Boa educação

| 14 Dez 2022

teia de aranha, Inês Patrício

“Se tivéssemos boa educação, no sentido de pensar nos outros e querer que os outros se sintam bem, a maior parte dos nossos problemas estariam resolvidos.” Foto © Inês Patrício

 

No programa “Fugiram de casa de seus pais”, a convidada era Rita Blanco. Desde então volto, internamente, àquele tema. A Rita Blanco defendia a educação como a coisa mais importante. Não a educação formal, a boa educação. O Miguel Esteves Cardoso, concordando, dizia que se tivéssemos boa educação, no sentido de pensar nos outros e querer que os outros se sintam bem, a maior parte dos nossos problemas estariam resolvidos.

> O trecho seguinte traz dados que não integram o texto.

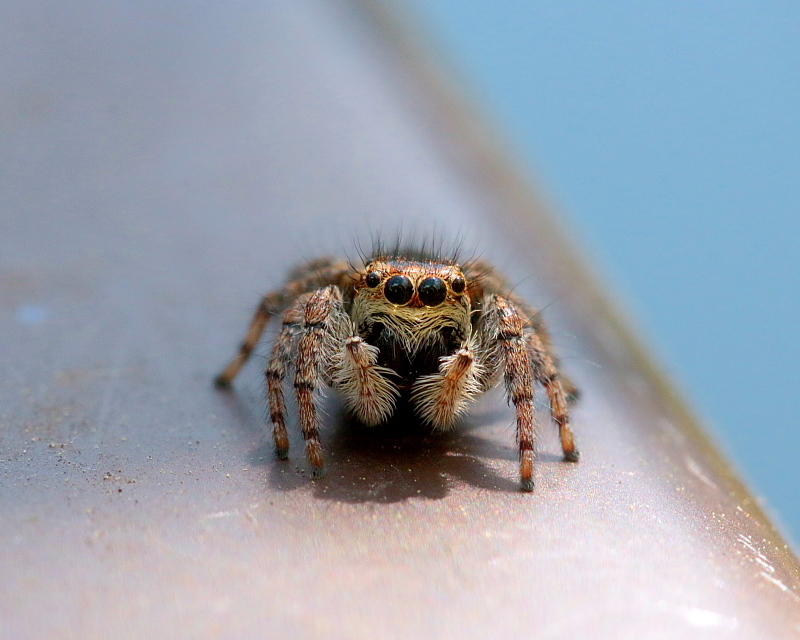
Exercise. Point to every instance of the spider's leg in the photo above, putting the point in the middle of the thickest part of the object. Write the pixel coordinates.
(319, 315)
(304, 279)
(569, 391)
(441, 397)
(365, 387)
(264, 312)
(518, 376)
(487, 281)
(546, 373)
(279, 362)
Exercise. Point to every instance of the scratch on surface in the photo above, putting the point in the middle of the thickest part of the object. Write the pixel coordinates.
(705, 619)
(769, 569)
(221, 514)
(696, 471)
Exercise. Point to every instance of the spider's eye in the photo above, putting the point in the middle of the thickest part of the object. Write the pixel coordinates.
(432, 291)
(398, 290)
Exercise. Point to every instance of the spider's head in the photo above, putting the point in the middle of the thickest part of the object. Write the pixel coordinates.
(416, 300)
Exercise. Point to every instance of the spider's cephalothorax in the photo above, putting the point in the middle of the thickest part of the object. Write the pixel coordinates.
(416, 329)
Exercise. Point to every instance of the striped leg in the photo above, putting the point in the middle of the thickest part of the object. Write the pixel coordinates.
(545, 372)
(318, 321)
(304, 279)
(279, 362)
(518, 375)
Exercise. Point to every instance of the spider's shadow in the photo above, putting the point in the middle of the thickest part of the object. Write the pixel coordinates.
(396, 461)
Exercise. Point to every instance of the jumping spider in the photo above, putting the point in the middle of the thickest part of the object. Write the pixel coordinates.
(405, 327)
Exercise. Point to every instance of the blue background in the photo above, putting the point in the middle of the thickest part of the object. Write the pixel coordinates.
(669, 132)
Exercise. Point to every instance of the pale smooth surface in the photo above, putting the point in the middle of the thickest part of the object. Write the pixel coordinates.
(163, 167)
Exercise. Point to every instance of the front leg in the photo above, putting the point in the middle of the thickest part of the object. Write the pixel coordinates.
(320, 316)
(518, 376)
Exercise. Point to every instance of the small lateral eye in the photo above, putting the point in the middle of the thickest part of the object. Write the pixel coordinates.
(432, 291)
(398, 290)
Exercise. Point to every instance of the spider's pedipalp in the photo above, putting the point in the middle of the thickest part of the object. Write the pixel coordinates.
(367, 388)
(440, 398)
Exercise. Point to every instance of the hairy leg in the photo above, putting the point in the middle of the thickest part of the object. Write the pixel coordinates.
(304, 279)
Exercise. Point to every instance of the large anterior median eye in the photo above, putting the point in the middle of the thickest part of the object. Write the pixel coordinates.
(398, 290)
(432, 291)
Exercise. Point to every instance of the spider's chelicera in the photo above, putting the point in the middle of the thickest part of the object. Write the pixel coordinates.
(405, 327)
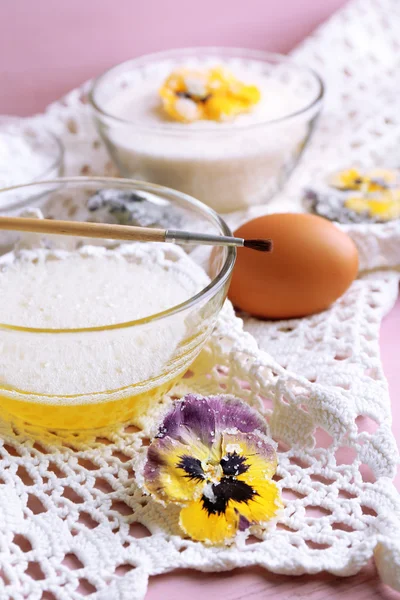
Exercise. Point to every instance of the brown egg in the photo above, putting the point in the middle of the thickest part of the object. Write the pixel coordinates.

Penso nisso quando oiço as notícias das guerras. Penso nisso em relação à fome no mundo, à exploração generalizada. Penso nisso quando vejo lixo no chão. Penso nisso no trânsito irresponsável. Penso nisso quando vejo a forma como pais e filhos pequenos se xingam publicamente. E penso que ela tem razão, a Rita Blanco.

A minha experiência na Alemanha é que é considerado boa educação dizer-se o que se pensa, de forma concisa, à pessoa certa. A pessoa certa pode ser, por exemplo, quem pensamos que agiu mal. A pessoa certa, num problema de trabalho, é quem pode resolver o problema. Gasta-se pouquíssima energia no maldizer. Se é verdade que, em geral, são menos empáticos e, novamente em geral, não sabem intuir os “não-ditos”, isso também é porque esperam que se diga directamente o que se pensa e o que se precisa.

No programa falaram também da bolha em que cada um de nós vive. Na falta de educação impregnada no falarmos tanto de nós próprios. Que boa educação não é maçar os outros com perguntas como “como estás?”, quando já se sabe que a verdade é “péssimo”. Boa educação é divertir o outro.

Há meses particularmente complicados no trabalho. Há semanas em se sente uma persistente agressão de pessoas que, por estarem totalmente mergulhadas em si mesmas, nos seus problemas e preocupações, acham que podem gritar, responder torto, ser arrogantes e querer minimizar quem lhes aparece à frente. Há aqueles dias de trabalho horríveis. E se em vez de dia, calha de ser noite, pior. Há pessoas que conseguem piorar tudo, falo daqueles com quem trabalhamos. Reclamam sem fim. Boicotam. Viram os profissionais uns contra os outros. A justificação geralmente vem com o direito à expressão. Essa expressão é, na melhor das hipóteses, uma ilusão de libertação da tensão, do cansaço ou do desalento. No entanto, a bem dizer, na maior parte das vezes, é apenas isso mesmo, falta de educação.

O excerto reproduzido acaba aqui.